Now? Now I can read my daughter’s needs when her breathing pattern changes across the room. I can tease out the intentional gesture within the involuntary dancing of her limbs. I can make her laugh by breathing gently on the skin of her slender neck. I can interpret her whines and nods in order to discover which Yo Gabba Gabba episodes are acceptable this month. But imaginative play? Conversations with children about Frozen? Ideas for children’s gifts? I’m lost. Totally lost. 

These days being around children my daughter’s age feels like entering an alien land. I look at their little bodies, poised for action. Their mouths, sharing a constant stream of comprehensible language. Their imaginations spilling out into the world as they play and draw and sing. And I feel completely overwhelmed. Most kids can feel this. So, I’m no longer the one who finds herself being tugged by the hand into some delightful children’s game. 

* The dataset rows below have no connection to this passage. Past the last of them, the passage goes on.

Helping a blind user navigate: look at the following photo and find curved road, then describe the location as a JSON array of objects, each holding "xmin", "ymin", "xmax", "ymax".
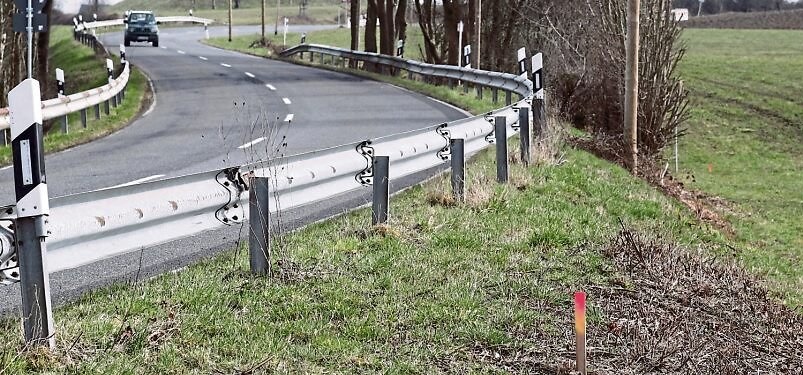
[{"xmin": 0, "ymin": 27, "xmax": 466, "ymax": 314}]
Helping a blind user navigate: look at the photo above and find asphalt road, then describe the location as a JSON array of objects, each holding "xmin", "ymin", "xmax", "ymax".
[{"xmin": 0, "ymin": 27, "xmax": 466, "ymax": 313}]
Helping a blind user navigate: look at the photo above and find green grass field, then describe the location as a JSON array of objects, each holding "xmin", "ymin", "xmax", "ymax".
[
  {"xmin": 0, "ymin": 27, "xmax": 801, "ymax": 374},
  {"xmin": 680, "ymin": 29, "xmax": 803, "ymax": 306},
  {"xmin": 0, "ymin": 26, "xmax": 150, "ymax": 165}
]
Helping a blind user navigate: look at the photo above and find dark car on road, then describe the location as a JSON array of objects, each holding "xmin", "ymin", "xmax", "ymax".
[{"xmin": 123, "ymin": 10, "xmax": 159, "ymax": 47}]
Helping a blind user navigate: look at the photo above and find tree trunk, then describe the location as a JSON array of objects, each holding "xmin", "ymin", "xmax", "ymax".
[
  {"xmin": 36, "ymin": 1, "xmax": 56, "ymax": 99},
  {"xmin": 443, "ymin": 0, "xmax": 460, "ymax": 65},
  {"xmin": 395, "ymin": 0, "xmax": 408, "ymax": 40},
  {"xmin": 365, "ymin": 0, "xmax": 377, "ymax": 52}
]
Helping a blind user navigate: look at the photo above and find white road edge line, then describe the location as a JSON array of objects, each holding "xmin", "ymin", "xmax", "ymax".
[
  {"xmin": 109, "ymin": 174, "xmax": 165, "ymax": 189},
  {"xmin": 237, "ymin": 137, "xmax": 267, "ymax": 150}
]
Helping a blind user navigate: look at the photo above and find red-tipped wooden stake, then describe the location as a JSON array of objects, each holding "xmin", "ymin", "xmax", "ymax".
[{"xmin": 574, "ymin": 292, "xmax": 586, "ymax": 375}]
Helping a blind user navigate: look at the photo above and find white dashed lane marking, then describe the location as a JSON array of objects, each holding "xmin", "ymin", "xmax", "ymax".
[{"xmin": 237, "ymin": 137, "xmax": 267, "ymax": 150}]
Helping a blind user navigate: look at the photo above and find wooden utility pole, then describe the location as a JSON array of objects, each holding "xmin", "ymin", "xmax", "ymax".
[
  {"xmin": 262, "ymin": 0, "xmax": 265, "ymax": 45},
  {"xmin": 625, "ymin": 0, "xmax": 641, "ymax": 174}
]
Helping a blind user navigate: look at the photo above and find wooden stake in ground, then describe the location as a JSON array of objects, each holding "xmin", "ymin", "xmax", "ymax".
[
  {"xmin": 625, "ymin": 0, "xmax": 641, "ymax": 174},
  {"xmin": 574, "ymin": 292, "xmax": 587, "ymax": 375}
]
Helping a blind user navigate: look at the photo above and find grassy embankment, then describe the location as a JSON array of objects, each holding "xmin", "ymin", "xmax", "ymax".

But these boys? They want to play with me. It is so clear. They want to turn upside down with me. So we play for a bit–me explaining how to tap the wall with one foot to get their balance on their hands, while marveling at their unreal coordination, strength, and agility. 

After we are done they find me again, “Can you do  a cartwheel?” they ask conspiratorially. 

“Yes,” I say. 

“Do one? Now?”

I cartwheel in a space between the heavy bags. All three of us laugh as they try to mimic me.

We all move outside. I say goodbye to my classmates and teacher. And then I turn to the boys’ father and nod at the boys and say “They’re really fun,”

“Thanks,” he says and then glancing at me rubbing my right hand, “You’re wrapping your hand too tight.”

I say, “I have scar tissue from an old wound…it aches.”

He says, “You’re wrapping it too tight. It will slow the blood flow. The ache is the nerve coming back alive. It’s a good thing.”

I nod as I watch these tiny boys wave at me and then leap off the walls by the entrance…

And I think, You have no idea how right you are.